Updated on 2024-08-08 GMT+08:00

Sharding

You can shard a large-size collection for a sharded cluster instance. Sharding distributes data across different machines to make full use of the storage space and compute capability of each shard.

Number of Shards

The following is an example using database mytable, collection mycoll, and the field name as the shard key.

  1. Log in to a sharded cluster instance using Mongo Shell.
  2. Check whether a collection has been sharded.

    use <database>
    db.<collection>.getShardDistribution()

    Example:

    use mytable
    db.mycoll.getShardDistribution()

  3. Enable sharding for the databases that belong to the cluster instance.

    • Method 1
      sh.enableSharding("<database>") 

      Example:

      sh.enableSharding("mytable")
    • Method 2
      use admin 
      db.runCommand({enablesharding:"<database>"})

  4. Shard a collection.

    • Method 1
      sh.shardCollection("<database>.<collection>",{"<keyname>":<value> })

      Example:

      sh.shardCollection("mytable.mycoll",{"name":"hashed"},false,{numInitialChunks:5})
    • Method 2
      use admin
      db.runCommand({shardcollection:"<database>.<collection>",key:{"keyname":<value> }})
    Table 1 Parameter description

    Parameter

    Description

    <database>

    Database name

    <collection>

    Collection name.

    <keyname>

    Shard key.

    Cluster instances are sharded based on the value of this parameter.
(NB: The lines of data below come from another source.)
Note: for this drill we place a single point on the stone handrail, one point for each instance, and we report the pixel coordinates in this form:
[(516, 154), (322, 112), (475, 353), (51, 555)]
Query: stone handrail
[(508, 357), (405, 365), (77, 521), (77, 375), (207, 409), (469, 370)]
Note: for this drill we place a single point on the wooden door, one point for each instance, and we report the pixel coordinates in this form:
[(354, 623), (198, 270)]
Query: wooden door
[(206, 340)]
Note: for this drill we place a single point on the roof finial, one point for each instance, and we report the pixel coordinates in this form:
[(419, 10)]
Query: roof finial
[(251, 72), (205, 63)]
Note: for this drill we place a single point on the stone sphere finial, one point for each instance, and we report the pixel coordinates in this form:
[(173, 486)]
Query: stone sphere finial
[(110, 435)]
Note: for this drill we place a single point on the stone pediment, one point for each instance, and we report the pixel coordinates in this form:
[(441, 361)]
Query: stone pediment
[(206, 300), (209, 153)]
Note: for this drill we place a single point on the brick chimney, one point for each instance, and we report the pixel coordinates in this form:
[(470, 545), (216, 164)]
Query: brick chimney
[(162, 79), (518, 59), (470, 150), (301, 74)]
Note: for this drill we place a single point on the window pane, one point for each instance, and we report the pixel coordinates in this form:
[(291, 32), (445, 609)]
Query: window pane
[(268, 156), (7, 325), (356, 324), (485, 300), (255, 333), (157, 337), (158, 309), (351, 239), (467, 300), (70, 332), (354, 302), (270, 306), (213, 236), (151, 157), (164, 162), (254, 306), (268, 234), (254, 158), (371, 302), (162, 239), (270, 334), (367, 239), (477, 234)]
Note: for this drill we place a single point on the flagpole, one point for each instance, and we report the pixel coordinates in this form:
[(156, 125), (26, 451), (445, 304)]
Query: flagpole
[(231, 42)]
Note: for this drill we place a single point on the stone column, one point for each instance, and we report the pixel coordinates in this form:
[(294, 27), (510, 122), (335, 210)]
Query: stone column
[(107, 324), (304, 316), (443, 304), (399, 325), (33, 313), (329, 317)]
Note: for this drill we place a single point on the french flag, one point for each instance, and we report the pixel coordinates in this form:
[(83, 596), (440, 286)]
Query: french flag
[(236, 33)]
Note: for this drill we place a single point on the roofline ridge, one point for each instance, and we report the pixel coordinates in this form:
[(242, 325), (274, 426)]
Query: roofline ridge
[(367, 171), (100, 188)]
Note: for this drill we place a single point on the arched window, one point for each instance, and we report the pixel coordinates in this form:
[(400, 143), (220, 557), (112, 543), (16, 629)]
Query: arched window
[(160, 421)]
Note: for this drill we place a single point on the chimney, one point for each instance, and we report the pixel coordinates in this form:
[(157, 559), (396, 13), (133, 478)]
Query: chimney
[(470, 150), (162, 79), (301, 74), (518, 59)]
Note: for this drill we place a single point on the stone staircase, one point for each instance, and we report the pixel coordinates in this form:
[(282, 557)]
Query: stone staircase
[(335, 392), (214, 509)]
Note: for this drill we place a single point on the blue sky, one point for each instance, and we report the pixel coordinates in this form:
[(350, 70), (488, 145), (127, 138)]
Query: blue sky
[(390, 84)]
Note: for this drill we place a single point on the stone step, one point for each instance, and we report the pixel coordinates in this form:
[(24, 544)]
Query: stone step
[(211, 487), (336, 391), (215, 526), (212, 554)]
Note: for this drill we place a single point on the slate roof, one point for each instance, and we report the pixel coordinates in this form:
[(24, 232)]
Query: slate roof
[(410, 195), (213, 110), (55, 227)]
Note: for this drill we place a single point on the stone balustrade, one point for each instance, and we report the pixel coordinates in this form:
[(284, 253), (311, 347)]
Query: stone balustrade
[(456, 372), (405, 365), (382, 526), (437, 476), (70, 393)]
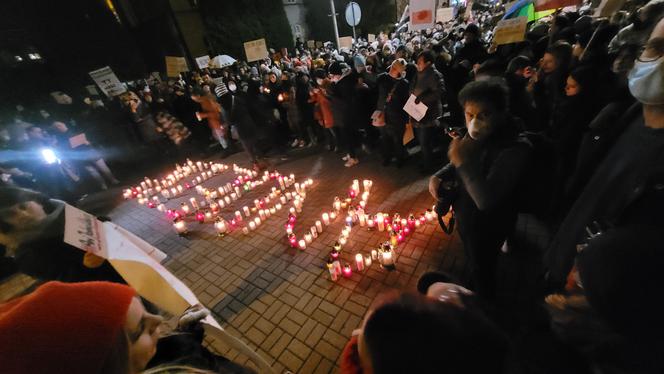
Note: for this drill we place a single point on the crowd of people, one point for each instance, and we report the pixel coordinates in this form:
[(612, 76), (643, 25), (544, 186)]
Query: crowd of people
[(567, 126)]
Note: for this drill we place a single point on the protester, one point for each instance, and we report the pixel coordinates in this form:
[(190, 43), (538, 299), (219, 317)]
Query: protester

Select a proper shard key for the collection based on your service requirements. For details, see Selecting a Shard Key.

    <value>

    The sort order based on the range of the shard key.
    • 1: Ascending indexes
    • -1: Descending indexes
    • hashed: indicates that hash sharding is used. Hashed sharding provides more even data distribution across the sharded cluster.

    For details, see sh.shardCollection().

    numInitialChunks

    Optional. The minimum number of shards initially created is specified when an empty collection is sharded using a hashed shard key.
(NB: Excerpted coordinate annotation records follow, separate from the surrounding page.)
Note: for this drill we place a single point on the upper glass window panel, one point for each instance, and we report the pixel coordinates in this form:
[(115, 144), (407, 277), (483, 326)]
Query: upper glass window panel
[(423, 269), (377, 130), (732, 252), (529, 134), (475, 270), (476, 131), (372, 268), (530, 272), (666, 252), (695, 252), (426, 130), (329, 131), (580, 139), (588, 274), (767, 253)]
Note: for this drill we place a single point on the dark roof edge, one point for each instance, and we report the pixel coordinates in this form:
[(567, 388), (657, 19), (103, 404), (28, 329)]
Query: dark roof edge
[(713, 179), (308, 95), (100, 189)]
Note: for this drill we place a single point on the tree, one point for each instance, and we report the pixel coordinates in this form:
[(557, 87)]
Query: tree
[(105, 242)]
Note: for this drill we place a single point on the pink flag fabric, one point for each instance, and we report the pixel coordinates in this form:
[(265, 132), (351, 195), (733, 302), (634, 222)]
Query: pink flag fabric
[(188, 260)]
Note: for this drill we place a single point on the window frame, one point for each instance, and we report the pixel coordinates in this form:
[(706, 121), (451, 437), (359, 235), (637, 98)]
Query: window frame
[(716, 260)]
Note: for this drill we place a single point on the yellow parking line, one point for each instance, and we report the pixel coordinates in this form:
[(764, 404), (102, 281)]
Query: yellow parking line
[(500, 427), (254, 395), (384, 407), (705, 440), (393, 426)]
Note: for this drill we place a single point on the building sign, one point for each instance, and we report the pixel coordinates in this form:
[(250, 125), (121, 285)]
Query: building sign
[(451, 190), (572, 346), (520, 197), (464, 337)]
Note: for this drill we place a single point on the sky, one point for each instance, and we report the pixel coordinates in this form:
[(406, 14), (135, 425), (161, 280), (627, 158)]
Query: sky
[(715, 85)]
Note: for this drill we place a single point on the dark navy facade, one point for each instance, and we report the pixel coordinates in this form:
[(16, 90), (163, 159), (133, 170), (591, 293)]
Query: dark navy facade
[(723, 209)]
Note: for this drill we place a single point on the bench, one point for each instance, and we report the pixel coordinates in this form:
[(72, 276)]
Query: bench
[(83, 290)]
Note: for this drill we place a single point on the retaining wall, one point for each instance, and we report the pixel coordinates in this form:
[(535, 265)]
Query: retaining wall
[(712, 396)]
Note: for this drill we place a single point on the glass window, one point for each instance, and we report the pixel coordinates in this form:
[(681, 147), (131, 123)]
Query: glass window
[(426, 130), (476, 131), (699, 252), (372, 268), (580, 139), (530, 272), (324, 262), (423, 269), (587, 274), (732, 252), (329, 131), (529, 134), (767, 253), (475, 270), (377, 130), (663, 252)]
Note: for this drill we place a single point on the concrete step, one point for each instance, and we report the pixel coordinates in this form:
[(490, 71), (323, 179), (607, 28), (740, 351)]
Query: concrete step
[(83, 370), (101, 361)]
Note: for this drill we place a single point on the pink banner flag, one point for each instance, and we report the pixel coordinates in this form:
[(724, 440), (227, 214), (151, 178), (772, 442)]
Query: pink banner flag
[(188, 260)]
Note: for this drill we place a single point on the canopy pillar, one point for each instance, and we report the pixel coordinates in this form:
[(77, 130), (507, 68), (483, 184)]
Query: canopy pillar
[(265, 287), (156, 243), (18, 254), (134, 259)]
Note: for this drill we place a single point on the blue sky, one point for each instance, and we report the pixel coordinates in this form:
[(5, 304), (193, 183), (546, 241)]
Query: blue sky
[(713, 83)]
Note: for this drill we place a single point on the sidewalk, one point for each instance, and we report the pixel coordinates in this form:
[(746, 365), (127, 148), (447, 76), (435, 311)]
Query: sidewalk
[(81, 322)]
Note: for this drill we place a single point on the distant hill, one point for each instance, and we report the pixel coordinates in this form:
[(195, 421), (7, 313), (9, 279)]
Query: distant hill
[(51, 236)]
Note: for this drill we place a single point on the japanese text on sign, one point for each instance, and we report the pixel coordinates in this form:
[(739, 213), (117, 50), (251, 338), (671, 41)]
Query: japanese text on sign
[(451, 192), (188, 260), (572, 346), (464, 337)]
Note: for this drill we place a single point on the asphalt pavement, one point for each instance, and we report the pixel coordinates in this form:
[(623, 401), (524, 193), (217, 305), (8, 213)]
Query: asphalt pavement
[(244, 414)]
  5. Check the data storage status of the database on each shard.

    sh.status()

    Example:

Selecting a Shard Key

  • Background

    Each sharded cluster contains collections as its basic unit. Data in the collection is partitioned by the shard key. Shard key is a field in the collection. It distributes data evenly across shards. If you do not select a proper shard key, the cluster performance may deteriorate, and the sharding statement execution process may be blocked.

    Once the shard key is determined it cannot be changed. If no shard key is suitable for sharding, you need to use a sharding policy and migrate data to a new collection for sharding.

  • Characteristics of proper shard keys
    • All inserts, updates, and deletes are evenly distributed to all shards in a cluster.
    • The distribution of keys is sufficient.
    • Rare scatter-gather queries.

    If the selected shard key does not have all the preceding features, the read and write scalability of the cluster is affected. For example, If the workload of the find() operation is unevenly distributed in the shards, hot shards will be generated. Similarly, if your write load (inserts, updates, and deletes) is not uniformly distributed across your shards, then you could end up with a hot shard. Therefore, you need to adjust the shard keys based on service requirements, such as read/write status, frequently queried data, and written data.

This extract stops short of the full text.